The things that I notice most are women and men who are watching the clock. … they’re there, but they’re there on a short time. They have to get home, catch the spouse, they have to do some shopping … so you see somebody like that and you know their whole focus isn’t on the table, and you can use that to your advantage. … In the poker rooms I play most locally are dog track poker rooms, Orange Park and St. Johns (in Jacksonville). I like to watch guys who are betting the dogs. If their concentration is on the dogs then I know that their full concentration isn’t at the table. The other things I count on are people taking lots of cell phone calls, business people who are getting called by their office and they have to stand up from the table. … so they’re losing their focus. Uh, people who are drinking. (laughs) I don’t want to advocate that you want to see someone drinking too much, but they start playing much looser and lose focus. … and of course the big, big issue is tilt. Any time you see someone going on tilt you gotta figure out is that bet being made because of tilt, are they playing looser or are they just playing? Are they tossing in that last short stack like a roulette bet? … Those are the kinds of things I look at.

We all know cards don’t have memory, but what can we do to convince our brain of that?

It’s called magical thinking. … It’s a matter of conditioning yourself and preparing yourself. You know it’s going to happen. Some people call it a gambler’s dilemma. We know it’s random; we know that it’s variance. There’s this whole issue of runs. Runs are true, but they’re not true because they’re magical. They’re true because when you win you start playing differently. You start playing more confidently. If you can get other people to think (you’re) on a streak or a run, even though statistically they don’t exist, perceptually they exist. So we have to rid ourselves of this gambler’s dilemma-magical thinking and hope that we can instill in our opponents the same thing we want to get rid of in ourselves.

We’ve all been in a situation where we’ve played a game that we know we shouldn’t have played, or played a hand that we know we shouldn’t have played. What is it about the brain that makes us do things that we clearly know that we shouldn’t be doing?

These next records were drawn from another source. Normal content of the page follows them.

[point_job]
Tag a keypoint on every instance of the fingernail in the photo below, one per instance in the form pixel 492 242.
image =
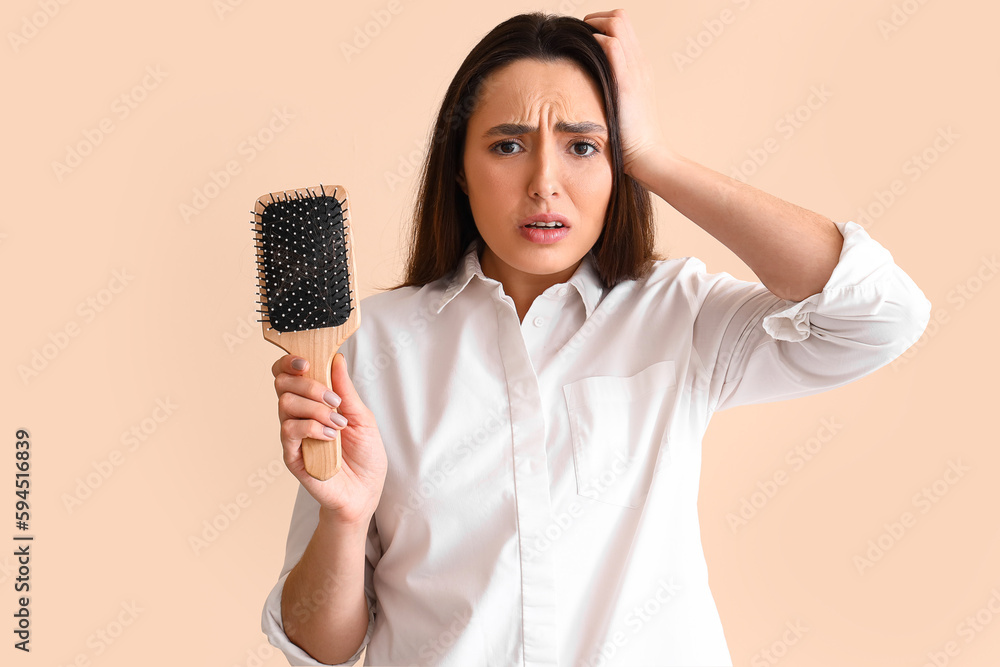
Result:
pixel 331 399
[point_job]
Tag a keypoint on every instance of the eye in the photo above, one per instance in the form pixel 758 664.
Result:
pixel 497 147
pixel 585 143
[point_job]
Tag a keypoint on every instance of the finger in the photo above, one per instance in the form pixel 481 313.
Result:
pixel 290 364
pixel 352 407
pixel 307 388
pixel 294 431
pixel 615 23
pixel 293 406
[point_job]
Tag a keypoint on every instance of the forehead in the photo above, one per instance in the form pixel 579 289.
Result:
pixel 526 88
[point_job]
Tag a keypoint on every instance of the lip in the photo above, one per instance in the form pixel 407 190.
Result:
pixel 545 217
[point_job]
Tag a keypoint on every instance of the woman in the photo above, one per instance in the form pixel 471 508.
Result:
pixel 542 393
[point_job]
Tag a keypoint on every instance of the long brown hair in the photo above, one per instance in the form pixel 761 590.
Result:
pixel 443 224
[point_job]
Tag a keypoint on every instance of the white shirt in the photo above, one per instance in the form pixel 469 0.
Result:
pixel 540 505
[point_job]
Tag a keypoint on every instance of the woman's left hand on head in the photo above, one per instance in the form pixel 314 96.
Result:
pixel 637 114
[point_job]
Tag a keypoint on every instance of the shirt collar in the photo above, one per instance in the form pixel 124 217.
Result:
pixel 585 279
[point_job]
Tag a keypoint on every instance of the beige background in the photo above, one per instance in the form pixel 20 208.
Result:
pixel 172 325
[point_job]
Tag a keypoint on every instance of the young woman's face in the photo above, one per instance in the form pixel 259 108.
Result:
pixel 537 142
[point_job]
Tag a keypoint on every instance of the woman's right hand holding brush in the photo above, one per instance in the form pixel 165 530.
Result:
pixel 305 409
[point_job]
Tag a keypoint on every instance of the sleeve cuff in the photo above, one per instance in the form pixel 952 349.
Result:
pixel 270 623
pixel 863 262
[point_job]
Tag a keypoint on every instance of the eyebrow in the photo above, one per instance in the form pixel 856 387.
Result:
pixel 515 129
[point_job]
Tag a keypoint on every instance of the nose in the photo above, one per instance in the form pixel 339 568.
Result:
pixel 544 180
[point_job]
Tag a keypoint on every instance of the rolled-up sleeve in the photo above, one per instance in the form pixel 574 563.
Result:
pixel 768 349
pixel 305 518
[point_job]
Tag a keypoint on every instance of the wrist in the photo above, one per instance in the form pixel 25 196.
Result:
pixel 337 521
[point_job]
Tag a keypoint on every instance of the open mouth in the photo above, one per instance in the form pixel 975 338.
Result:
pixel 545 225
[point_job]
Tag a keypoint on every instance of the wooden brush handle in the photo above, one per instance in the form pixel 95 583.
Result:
pixel 322 457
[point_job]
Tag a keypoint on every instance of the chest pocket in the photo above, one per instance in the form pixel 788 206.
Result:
pixel 618 425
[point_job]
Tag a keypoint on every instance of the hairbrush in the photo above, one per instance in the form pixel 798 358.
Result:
pixel 306 281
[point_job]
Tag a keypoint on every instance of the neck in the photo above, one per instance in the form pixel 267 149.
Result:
pixel 522 287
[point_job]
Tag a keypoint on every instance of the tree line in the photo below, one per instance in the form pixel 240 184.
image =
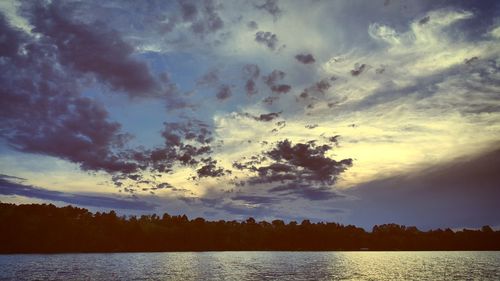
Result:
pixel 45 228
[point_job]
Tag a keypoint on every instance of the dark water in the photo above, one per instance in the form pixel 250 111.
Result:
pixel 254 266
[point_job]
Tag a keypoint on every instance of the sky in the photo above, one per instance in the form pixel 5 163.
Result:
pixel 358 112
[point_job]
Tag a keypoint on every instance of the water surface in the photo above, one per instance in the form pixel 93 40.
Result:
pixel 254 266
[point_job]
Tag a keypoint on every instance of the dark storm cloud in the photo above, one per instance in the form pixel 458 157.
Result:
pixel 92 49
pixel 209 78
pixel 256 199
pixel 251 72
pixel 224 92
pixel 267 117
pixel 270 6
pixel 296 166
pixel 479 76
pixel 424 20
pixel 281 89
pixel 461 193
pixel 272 80
pixel 9 187
pixel 42 112
pixel 306 191
pixel 252 25
pixel 358 69
pixel 273 77
pixel 209 169
pixel 305 58
pixel 269 39
pixel 188 10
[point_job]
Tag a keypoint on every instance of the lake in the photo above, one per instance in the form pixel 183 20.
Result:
pixel 254 266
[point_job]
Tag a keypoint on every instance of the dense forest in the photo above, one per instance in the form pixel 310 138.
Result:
pixel 46 228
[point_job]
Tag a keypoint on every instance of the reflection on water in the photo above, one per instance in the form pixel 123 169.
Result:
pixel 254 266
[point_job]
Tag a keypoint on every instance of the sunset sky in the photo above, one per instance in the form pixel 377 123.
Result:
pixel 359 112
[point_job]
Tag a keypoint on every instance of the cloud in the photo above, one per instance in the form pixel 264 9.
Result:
pixel 305 58
pixel 267 117
pixel 255 199
pixel 93 49
pixel 269 39
pixel 299 165
pixel 9 187
pixel 224 93
pixel 460 193
pixel 270 6
pixel 304 190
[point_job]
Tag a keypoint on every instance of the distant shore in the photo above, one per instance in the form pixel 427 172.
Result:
pixel 42 228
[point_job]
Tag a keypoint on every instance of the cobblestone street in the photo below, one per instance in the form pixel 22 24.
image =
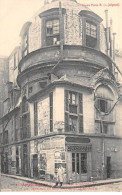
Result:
pixel 10 184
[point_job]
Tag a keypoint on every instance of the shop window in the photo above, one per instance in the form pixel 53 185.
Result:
pixel 30 89
pixel 91 35
pixel 52 32
pixel 73 162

Sometimes we overestimate our own skill or sometimes forget this is a game of variance, that’s there’s probabilities. We get to a place where we just know that we’re gonna hit it. How many times have you seen someone stay in a hand and get runner-runner something? There’s a concept in psychology called intermittent reinforcement. It’s why slot machines work. If something hits predictably it doesn’t get reinforced as strongly as if something hits kind of randomly but hits enough to reinforce that it’s going to happen. So that’s what the brain remembers. It remembers, “You know I was playing this hand and I got runner-runner diamonds, or runner-runner straight.” … We trick ourselves all the time. The only way to avoid that is to really study the game, have a study group and work on your own self and how you approach these situations so you can do some thought-blockage.

Lee Childs, Ante Up’s strategy columnist, has a great slogan: Decide to win. It reminds us that we need to play with confidence. Are we able to “psych up” our brain even before we taste success?

Absolutely. “Decide to win” is a great phrase. There’s a whole thing in psychology called self-fulfilling prophecies. … I once interviewed about 100 people about slot machines. It was a bus from New York City to Atlantic City and I was doing some consulting for a casino. … We narrowed it down to two questions: What are you playing? And universally the people on the bus were going to play the slots. And the second question was: When do you leave the slot machine? And universally the answer was “When I lose all my money.” (laughs) And I said wow! Their self-fulfilling prophecy didn’t matter. They decided to lose. … I would suggest Lee’s slogan, or any other slogan that works for you, to literally write it down and paste it on your mirror. … When you’re feeling good, and you feel it in the zone, and you’re feeling confident, the cards don’t necessarily run better, but what you do with them runs better.